Generic drugs: pharmacists welcome the reinstatement of the ceiling on discounts

Generic drugs: pharmacists welcome reinstatement of discount cap

October 8, 2025

Pharmacists expressed their relief on Tuesday after the reinstatement, for at least three months, of the ceiling on commercial discounts that laboratories can grant them on generic drugs, according to a decree published in the Official Journal.

A previous decree, dated August 4, had capped the commercial discounts on generic drugs at 30% of the price excluding taxes of these products, instead of 40% previously, as of September 1.

The government had decided that this ceiling should gradually decrease to reach 20% by the beginning of July 2027.

This text had triggered a backlash from community pharmacists for whom the rebates granted by laboratories – intended to encourage the dispensing of generic drugs, cheaper than the originals – generate a significant source of income.

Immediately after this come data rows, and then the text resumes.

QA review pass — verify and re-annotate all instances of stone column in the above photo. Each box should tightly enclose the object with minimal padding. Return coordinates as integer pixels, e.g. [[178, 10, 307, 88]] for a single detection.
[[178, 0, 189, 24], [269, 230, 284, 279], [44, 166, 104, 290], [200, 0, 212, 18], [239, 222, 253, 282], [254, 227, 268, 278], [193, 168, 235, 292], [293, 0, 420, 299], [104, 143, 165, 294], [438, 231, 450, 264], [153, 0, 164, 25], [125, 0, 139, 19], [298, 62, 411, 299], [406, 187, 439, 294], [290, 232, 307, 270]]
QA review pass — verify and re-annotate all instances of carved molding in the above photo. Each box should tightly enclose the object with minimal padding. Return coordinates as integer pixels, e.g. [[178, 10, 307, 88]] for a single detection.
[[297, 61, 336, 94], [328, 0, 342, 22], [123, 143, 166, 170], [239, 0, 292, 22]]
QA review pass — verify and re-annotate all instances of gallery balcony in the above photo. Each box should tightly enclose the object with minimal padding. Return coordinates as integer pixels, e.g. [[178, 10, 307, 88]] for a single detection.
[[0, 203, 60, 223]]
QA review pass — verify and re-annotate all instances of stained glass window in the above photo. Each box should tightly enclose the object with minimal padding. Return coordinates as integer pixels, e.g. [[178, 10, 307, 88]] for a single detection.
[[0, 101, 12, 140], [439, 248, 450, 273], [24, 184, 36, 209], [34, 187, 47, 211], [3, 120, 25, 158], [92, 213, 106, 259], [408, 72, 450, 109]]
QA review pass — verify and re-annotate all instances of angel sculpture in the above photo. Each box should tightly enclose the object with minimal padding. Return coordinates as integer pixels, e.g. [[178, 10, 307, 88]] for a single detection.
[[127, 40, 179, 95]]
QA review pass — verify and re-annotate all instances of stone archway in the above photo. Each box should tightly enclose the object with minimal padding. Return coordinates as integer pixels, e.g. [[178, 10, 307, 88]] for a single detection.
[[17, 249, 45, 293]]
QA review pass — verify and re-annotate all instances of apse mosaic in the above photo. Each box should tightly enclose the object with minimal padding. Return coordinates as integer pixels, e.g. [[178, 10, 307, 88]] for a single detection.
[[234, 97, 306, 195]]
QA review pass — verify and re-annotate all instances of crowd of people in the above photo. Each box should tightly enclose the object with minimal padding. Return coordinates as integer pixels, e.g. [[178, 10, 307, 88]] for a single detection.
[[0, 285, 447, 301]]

Published on Tuesday, a new decree dated October 6th thus provisionally reinstates, until December 31, 2025, the 40% authorized discount on the price of generic drugs, this three-month suspension being able to be extended.

Regarding biosimilars, this new decree maintains the creation of a ceiling of 15% rebates to develop substitutable biosimilar medicines.

The text provides that the ceiling for discounts on generics and certain specialties will increase to 30% from January 1, 2026. The setting of a single ceiling, for all medicines combined, at 20% in 2027 has been removed.

“If this initial victory is legally recognized, it is now up to us to use this transitional period to build a new remuneration model for pharmacies,” the Federation of Community Pharmacists (FSPF) stated in a press release. This leading union will ask the next government to launch this work “without delay.”

Also hailing a "first victory", the other major pharmacists' union, the Union of Pharmacy Unions (USPO), said it was "already mobilized" to ensure that "the transition to 30%" of these discounts, planned "on a transitional basis for January 1, 2026" by the decree published on Tuesday, is "abandoned definitively".

Pharmacists had been mobilizing for several months – strikes on duty with refusal of third-party payment in case of requisition, closure on August 16, massive strike on September 18 – to protest against this measure, pointing to consequences for employment for the most fragile pharmacies, in rural areas.